Mme Serre produit ses masques, qu’elle a montrés lors de la Semaine de la mode de Paris fin février, en collaboration avec la société suédoise Airinum. (Un certain nombre de fabricants de masques spécialisés ont vu le jour ces dernières années pour répondre à la demande des consommateurs, notamment Vogmask à San Francisco, Cambridge Mask Co. en Angleterre et AusAir en Australie). Et bien que Mme Serre ne les recommande pas pour la protection antivirale, elle a remarqué un changement dans la réception.
Dans le passé, les masques mettaient de nombreux téléspectateurs mal à l’aise, a déclaré Mme Serre, mais pas cette saison. “Les gens étaient de plus en plus enthousiastes à ce sujet”, a-t-elle déclaré. “Mais ce n’est pas vraiment une chose positive, je pense.”
C’est une conversation gênante à avoir. Vendre des masques au prix fort, comme le font de nombreuses marques, en période de crise, peut sembler être une activité lucrative. Sans parler de la perpétuation de la différence de classe. Qui peut se permettre de payer pour la protection de son choix ?
Et compte tenu des messages médicaux sur les masques et le nouveau coronavirus, et du fait qu’ils ne constituent pas nécessairement un obstacle pour les personnes en bonne santé, cela pourrait également être considéré comme de la désinformation.
Peut-être arriverons-nous au point où le port d’un masque sera perçu, comme c’est le cas en Asie, comme un signe d’attention et un geste de communauté.
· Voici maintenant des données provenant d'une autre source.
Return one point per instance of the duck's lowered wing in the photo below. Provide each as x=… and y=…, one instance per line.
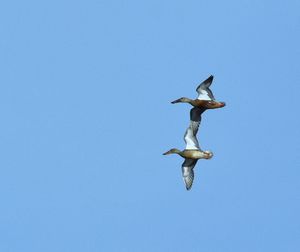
x=188, y=172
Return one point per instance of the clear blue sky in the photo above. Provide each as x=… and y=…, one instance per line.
x=85, y=117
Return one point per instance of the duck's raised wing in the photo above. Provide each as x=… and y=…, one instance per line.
x=188, y=172
x=191, y=132
x=204, y=93
x=190, y=136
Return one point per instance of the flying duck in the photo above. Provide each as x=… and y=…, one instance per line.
x=192, y=152
x=206, y=99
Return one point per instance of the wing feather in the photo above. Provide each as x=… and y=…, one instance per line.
x=188, y=172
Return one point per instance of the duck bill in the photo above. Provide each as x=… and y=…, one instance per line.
x=176, y=101
x=222, y=104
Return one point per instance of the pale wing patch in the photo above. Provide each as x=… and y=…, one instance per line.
x=190, y=138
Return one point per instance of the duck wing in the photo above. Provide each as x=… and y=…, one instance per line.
x=190, y=136
x=203, y=90
x=188, y=172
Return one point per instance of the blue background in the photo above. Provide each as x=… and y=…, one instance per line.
x=85, y=118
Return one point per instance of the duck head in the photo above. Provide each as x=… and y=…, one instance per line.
x=172, y=151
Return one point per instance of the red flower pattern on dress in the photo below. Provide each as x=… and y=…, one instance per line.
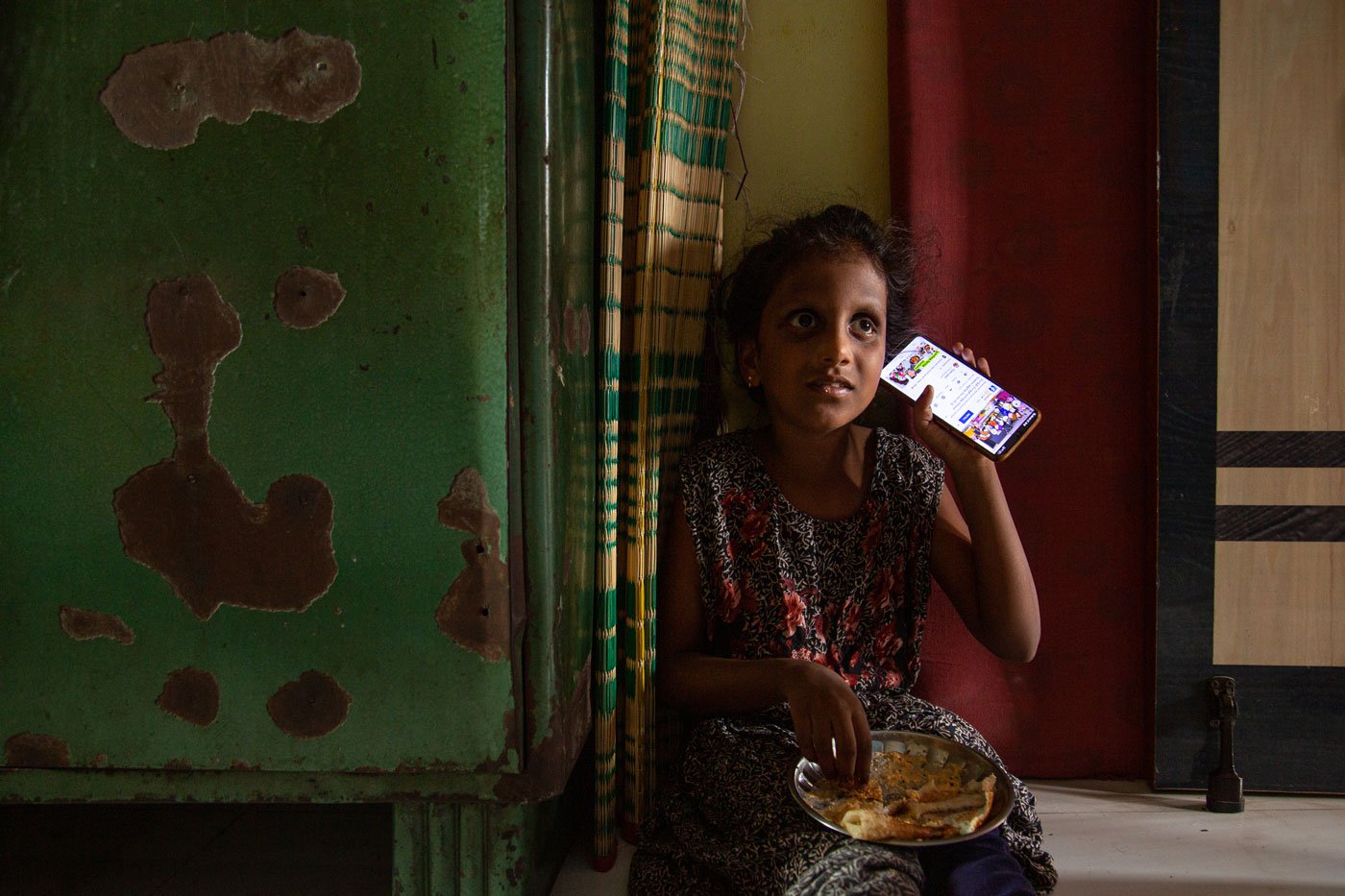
x=794, y=608
x=780, y=583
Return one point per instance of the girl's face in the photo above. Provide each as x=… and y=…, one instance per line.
x=819, y=348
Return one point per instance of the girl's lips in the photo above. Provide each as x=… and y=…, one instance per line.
x=831, y=386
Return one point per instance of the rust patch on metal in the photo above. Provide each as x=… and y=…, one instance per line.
x=475, y=610
x=184, y=517
x=87, y=624
x=159, y=94
x=191, y=694
x=306, y=296
x=37, y=751
x=549, y=764
x=311, y=707
x=577, y=329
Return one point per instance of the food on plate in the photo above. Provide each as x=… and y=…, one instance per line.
x=920, y=794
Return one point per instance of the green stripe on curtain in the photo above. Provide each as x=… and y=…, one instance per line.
x=668, y=111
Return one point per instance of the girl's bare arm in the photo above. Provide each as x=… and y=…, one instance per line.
x=822, y=705
x=977, y=554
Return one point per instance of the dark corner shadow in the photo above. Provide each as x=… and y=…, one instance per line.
x=1186, y=886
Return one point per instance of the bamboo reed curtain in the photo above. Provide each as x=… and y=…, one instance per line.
x=668, y=87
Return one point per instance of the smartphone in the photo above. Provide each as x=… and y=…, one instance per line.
x=990, y=417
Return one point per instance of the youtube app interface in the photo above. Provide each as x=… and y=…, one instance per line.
x=962, y=397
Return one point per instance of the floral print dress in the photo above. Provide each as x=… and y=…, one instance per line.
x=849, y=593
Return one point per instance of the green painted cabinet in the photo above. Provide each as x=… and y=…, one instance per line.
x=296, y=403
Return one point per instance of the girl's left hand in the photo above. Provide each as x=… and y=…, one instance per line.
x=948, y=447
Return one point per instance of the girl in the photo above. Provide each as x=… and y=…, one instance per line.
x=794, y=586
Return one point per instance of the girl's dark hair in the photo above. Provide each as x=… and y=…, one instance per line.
x=837, y=231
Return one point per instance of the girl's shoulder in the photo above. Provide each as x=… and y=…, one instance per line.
x=904, y=463
x=729, y=451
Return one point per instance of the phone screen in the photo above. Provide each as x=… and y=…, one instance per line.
x=988, y=415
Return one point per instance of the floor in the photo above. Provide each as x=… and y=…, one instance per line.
x=1110, y=838
x=1118, y=838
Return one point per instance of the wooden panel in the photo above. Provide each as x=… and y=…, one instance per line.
x=1281, y=326
x=1280, y=486
x=1280, y=603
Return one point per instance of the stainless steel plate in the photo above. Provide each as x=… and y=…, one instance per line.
x=807, y=775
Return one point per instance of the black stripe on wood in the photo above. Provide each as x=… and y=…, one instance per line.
x=1281, y=449
x=1253, y=522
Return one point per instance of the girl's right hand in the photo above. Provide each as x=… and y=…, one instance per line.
x=826, y=712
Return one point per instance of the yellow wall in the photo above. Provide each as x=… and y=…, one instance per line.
x=814, y=116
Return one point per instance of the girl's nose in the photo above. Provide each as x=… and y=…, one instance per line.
x=836, y=348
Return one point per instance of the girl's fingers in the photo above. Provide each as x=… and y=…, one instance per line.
x=924, y=406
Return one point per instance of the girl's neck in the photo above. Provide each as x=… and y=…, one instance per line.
x=823, y=475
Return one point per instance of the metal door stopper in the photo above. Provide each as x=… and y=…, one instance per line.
x=1226, y=787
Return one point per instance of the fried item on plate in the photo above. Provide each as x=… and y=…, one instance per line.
x=924, y=819
x=910, y=795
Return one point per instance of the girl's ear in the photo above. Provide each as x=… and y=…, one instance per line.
x=748, y=363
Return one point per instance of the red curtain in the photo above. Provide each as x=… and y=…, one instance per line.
x=1024, y=154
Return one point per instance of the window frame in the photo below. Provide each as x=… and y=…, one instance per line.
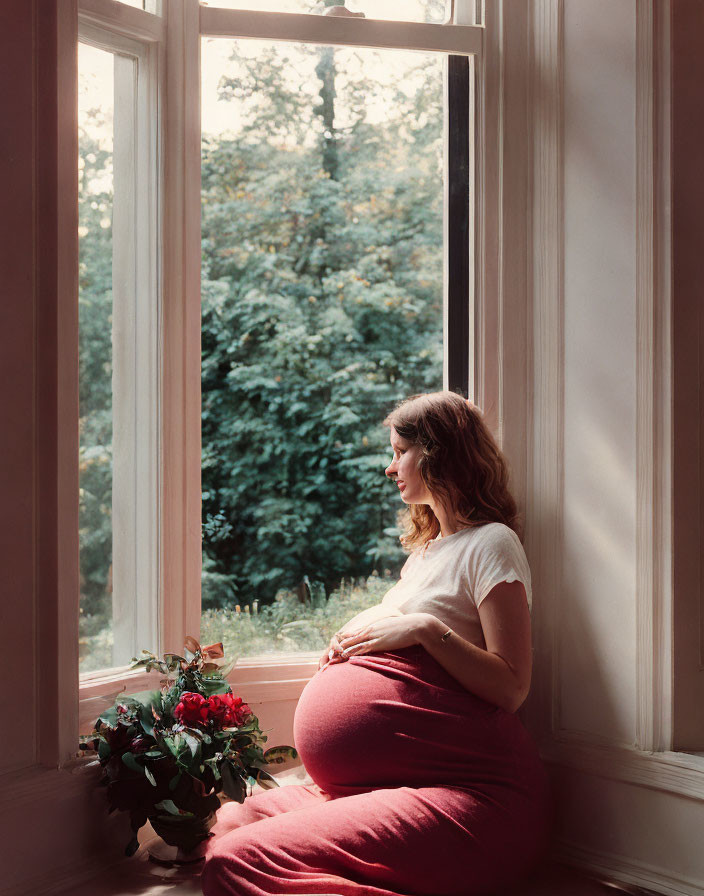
x=176, y=38
x=135, y=410
x=134, y=33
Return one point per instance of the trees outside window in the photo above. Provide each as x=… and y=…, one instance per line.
x=322, y=226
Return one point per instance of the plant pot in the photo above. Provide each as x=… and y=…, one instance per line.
x=185, y=836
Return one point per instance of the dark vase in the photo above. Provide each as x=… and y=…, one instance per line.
x=187, y=833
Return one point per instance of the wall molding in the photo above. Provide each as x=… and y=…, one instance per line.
x=545, y=447
x=667, y=771
x=653, y=389
x=611, y=867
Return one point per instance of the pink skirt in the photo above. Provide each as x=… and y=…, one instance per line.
x=421, y=789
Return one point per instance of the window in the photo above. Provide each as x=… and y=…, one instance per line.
x=160, y=479
x=322, y=295
x=436, y=11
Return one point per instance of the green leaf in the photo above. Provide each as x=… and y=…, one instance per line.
x=193, y=743
x=233, y=785
x=168, y=806
x=281, y=754
x=264, y=779
x=129, y=760
x=174, y=782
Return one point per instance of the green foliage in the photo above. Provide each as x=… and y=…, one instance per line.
x=321, y=309
x=322, y=295
x=171, y=752
x=287, y=625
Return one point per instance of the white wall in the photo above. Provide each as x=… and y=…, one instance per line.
x=597, y=631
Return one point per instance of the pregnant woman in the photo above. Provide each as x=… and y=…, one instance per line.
x=426, y=782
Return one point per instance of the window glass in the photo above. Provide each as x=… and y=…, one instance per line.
x=95, y=211
x=117, y=359
x=322, y=291
x=400, y=10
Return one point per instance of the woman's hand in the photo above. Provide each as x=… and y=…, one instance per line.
x=332, y=652
x=390, y=633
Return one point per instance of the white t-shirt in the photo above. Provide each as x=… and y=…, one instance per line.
x=449, y=577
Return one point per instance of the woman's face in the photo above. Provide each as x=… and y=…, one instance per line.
x=404, y=469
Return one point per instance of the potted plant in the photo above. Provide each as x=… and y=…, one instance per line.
x=168, y=754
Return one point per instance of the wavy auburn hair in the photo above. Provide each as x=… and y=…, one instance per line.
x=460, y=464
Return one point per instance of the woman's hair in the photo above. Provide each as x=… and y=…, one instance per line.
x=460, y=464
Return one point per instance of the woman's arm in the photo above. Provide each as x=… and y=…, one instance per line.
x=500, y=674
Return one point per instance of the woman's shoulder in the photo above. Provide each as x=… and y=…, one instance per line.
x=495, y=534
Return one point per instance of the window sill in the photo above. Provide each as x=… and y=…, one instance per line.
x=257, y=679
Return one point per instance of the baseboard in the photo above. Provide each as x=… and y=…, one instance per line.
x=609, y=866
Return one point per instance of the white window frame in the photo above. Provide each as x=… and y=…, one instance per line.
x=135, y=36
x=175, y=38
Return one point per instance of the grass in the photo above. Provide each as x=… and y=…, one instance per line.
x=286, y=626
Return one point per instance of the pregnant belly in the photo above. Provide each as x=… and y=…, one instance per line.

Où le port d’un masque n’est pas un signe de peur et de différence, mais un geste de communauté humaine. Peut-être resteront-ils un sujet délicat, la représentation d’une société en cratère.
Quoi qu’il en soit, il ne fait aucun doute que ce type de masque, comme les masques tribaux dont l’anthropologue Claude Lévi-Strauss a parlé dans “La voie des masques”, continuera à être recouvert des mythes que nous écrivons pour expliquer notre propre histoire.
Et de toute façon, ils ne disparaîtront pas. Comme l’a souligné M. Lynteris, “les masques sont très difficiles à obtenir maintenant”. Et quand les choses se font rares, elles deviennent aussi “très désirables”.
Il existe actuellement un masque “Off-White” dont le prix demandé est de 399 dollars sur le StockX.f
Quel que soit la marque et le degré de sophistication de ses produits, un masque ça tient chaud malgré tout. Et avec un printemps qui s’annonce chaud et un été probablement caniculaire, il va falloir faire attention aux coups de chaleur !
Pour rester protégé et écolo malgré la contamination, vous pourrez toujours vous rafraîchir avec un éventail, c’est tendance ces dernières années.